Mother-and-daughter Paula, 42, and Kate, 23, also on the Brandon estate, were not impressed either. Kate said: “Outside is warmer than the actual homes.”
Southwark gives residents compensation for days when they have heating and hot water outages for 24 hours. Cllr Macdonald mentioned the £3 daily payment that gets added into residents’ service accounts automatically. Asked whether she thought £3 per day was enough, Ola said: “No.”
But she acknowledged that Cllr Macdonald had fought for people on her estate to be given extra compensation a few years ago. Paula said she had not got any compensation, although she lives on the same estate.
The Lib Dems’ Graham Neale – a council tenant himself – held back from criticising Labour, cautioning that “there’s always going to be problems with those big ticket items, the communal housing systems… 400 homes relying on one system.”

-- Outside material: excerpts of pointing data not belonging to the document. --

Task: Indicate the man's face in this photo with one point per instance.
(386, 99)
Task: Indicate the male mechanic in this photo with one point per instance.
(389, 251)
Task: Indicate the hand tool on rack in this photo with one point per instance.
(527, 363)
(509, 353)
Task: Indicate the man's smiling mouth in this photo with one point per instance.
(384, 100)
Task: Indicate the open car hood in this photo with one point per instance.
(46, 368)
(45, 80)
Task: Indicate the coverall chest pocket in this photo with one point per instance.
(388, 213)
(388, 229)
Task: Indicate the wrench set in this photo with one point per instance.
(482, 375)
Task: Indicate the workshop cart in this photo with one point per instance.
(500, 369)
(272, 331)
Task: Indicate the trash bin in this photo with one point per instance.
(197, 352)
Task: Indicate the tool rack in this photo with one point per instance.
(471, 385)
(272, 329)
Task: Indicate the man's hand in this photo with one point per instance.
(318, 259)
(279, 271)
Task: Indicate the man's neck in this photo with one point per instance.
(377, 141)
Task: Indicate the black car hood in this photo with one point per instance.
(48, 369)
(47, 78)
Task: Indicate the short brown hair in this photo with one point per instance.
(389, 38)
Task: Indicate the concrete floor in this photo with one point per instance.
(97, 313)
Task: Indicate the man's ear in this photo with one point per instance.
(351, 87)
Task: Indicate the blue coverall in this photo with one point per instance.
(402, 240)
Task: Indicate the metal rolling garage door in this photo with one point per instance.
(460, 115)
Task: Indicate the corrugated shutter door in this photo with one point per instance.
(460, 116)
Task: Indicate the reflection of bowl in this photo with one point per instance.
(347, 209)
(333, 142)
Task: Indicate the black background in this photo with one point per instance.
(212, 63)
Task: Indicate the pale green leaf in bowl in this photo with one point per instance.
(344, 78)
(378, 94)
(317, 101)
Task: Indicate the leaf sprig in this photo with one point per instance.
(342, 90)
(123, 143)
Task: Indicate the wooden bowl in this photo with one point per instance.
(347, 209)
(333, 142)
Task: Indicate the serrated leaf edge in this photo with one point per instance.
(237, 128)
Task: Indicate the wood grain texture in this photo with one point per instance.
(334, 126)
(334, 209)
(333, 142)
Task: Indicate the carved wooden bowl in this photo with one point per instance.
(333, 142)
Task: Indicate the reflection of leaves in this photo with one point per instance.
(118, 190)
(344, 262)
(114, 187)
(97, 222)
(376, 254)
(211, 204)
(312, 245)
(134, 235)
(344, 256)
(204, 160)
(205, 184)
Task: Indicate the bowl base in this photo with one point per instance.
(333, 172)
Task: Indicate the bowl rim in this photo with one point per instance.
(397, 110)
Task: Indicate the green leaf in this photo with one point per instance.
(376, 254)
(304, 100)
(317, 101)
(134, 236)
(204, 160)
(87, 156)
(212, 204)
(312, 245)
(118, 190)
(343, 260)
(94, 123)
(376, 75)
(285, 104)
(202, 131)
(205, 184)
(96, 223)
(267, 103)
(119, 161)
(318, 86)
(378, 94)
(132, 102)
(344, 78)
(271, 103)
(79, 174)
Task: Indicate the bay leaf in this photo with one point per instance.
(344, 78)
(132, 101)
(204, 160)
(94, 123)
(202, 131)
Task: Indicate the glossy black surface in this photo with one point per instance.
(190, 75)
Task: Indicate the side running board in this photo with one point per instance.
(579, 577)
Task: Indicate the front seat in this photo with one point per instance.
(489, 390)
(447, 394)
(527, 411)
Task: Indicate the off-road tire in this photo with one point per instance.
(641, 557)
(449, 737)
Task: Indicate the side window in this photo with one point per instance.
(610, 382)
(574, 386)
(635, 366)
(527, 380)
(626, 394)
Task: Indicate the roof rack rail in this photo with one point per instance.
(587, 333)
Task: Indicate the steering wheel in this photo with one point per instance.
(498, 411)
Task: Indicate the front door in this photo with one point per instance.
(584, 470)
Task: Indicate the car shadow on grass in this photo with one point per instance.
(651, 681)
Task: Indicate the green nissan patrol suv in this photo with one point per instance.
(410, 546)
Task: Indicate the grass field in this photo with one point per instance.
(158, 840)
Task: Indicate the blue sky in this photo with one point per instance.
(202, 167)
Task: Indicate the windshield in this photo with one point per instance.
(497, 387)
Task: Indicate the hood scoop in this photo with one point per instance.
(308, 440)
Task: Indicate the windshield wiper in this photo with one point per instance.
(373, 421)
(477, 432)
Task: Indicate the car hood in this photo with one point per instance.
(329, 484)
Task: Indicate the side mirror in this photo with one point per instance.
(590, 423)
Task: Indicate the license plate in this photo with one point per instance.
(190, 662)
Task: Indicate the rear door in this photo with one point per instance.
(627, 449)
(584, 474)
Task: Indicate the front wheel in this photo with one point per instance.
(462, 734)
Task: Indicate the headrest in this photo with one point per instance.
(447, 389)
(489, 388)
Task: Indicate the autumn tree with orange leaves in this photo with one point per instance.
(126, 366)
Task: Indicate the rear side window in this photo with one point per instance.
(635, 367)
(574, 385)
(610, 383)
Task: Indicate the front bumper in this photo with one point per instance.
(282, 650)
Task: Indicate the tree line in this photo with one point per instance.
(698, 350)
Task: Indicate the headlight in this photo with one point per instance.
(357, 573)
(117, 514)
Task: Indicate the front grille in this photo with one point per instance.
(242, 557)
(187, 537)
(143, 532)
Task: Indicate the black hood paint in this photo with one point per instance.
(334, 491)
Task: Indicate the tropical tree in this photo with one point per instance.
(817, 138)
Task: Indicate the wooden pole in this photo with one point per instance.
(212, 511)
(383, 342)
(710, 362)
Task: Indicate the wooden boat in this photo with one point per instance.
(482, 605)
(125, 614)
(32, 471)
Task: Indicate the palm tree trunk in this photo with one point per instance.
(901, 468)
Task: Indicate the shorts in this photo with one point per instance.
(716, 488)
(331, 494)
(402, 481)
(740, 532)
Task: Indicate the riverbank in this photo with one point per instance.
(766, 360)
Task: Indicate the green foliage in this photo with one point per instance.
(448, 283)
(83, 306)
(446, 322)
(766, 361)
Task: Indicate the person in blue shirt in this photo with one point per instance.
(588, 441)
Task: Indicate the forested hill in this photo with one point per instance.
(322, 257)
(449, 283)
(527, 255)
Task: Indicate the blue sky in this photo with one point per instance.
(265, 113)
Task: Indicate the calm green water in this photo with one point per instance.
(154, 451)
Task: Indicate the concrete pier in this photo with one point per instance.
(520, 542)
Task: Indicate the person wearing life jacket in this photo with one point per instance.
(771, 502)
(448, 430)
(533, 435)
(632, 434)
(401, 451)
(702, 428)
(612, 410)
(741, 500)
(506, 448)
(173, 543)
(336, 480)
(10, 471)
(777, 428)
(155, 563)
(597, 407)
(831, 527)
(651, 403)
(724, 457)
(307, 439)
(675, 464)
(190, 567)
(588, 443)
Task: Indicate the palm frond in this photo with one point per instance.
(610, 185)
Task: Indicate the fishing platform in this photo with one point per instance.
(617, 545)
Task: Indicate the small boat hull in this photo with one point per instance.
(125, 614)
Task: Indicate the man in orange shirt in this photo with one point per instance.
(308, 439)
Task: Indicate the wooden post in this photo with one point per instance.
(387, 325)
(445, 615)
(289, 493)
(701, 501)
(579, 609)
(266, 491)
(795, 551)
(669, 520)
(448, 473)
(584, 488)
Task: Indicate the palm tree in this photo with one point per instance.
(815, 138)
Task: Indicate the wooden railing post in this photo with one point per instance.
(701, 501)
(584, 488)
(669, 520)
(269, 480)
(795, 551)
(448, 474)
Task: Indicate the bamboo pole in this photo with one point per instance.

He added that heating systems like that scared him because if there was a problem, “400 people have got your phone number [asking] ‘where’s my heating, where’s my heating.”
Chuckling, Kym said: “I’ve got 500 [notifications] on my phone to say ‘Oh I am sorry that we’ve got no hot water or heating at your address, but we’re doing our very best to get it done.’”
The Greens’ Ms Wood said the new heating schemes were “fantastic”, but added that she wanted “accountability” on how much of the hundreds of millions of pounds being spent will go on upkeep of the heating systems, and also insulation.
Oyster Court leaseholder Neil, 38, our final household watching the recording of the debate, said that accountability is “a good thing, but that lots of people try to evade accountability”.
Kym’s response was more direct: “I think they’re talking a load of sh*t”.